In a telephone interview later that month from what he called the "nut hut" at Beaumont, Dwyer told Newsday that he'd lied on a post-deployment questionnaire that asked whether he'd been disturbed by what he'd seen and done in Iraq. The reason: A PTSD diagnosis could interfere with his plans to seek a police job. Besides, he'd been conditioned to see it as a sign of weakness.
 
"I'm a soldier," he said. "I suck it up. That's our job."
 
Dwyer told the newspaper that he'd blown off counseling before but was committed to embracing his treatment this time. He said he hoped to become an envoy to others who avoided treatment for fear of damaging their careers.
 
"There's a lot of soldiers suffering in silence," he said.
 
In January 2006, Joseph and Matina Dwyer moved back to North Carolina, away from the place that reminded him so much of the battlefield.
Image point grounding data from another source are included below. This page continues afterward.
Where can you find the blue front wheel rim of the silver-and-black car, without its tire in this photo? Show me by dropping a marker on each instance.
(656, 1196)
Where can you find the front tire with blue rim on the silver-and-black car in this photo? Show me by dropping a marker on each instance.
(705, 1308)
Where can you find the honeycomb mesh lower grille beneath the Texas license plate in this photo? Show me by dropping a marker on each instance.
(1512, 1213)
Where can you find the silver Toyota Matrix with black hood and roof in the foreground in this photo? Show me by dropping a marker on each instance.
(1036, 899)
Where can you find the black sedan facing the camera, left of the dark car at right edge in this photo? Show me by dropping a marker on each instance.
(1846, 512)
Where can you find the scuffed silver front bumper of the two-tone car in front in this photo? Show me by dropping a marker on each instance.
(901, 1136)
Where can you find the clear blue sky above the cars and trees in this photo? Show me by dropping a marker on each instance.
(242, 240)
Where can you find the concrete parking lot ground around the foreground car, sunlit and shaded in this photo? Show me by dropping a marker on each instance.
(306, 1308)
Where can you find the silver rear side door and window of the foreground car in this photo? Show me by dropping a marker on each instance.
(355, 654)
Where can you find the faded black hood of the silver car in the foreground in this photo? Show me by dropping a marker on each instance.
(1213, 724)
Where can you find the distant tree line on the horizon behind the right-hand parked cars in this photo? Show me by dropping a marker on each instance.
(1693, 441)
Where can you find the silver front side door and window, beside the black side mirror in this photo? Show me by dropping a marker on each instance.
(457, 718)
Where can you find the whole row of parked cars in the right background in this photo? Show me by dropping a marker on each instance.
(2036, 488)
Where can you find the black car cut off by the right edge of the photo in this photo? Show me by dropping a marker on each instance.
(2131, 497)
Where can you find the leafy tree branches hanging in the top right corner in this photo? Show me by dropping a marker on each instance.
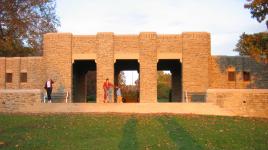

But his shadow enemy followed him here.
 
Dwyer was discharged from the Army in March 2006 and living off disability. That May, Matina Dwyer gave birth to a daughter, Meagan Kaleigh.
 
He seemed to be getting by, but setbacks would occur without warning.
 
On the Fourth of July, he and family were fishing off the back deck when the fireworks display began. Dwyer bolted inside and hid under a bed.
 
In June 2007, police responded to a call that Dwyer was "having some mental problems related to PTSD." A captain talked him into going to the emergency room.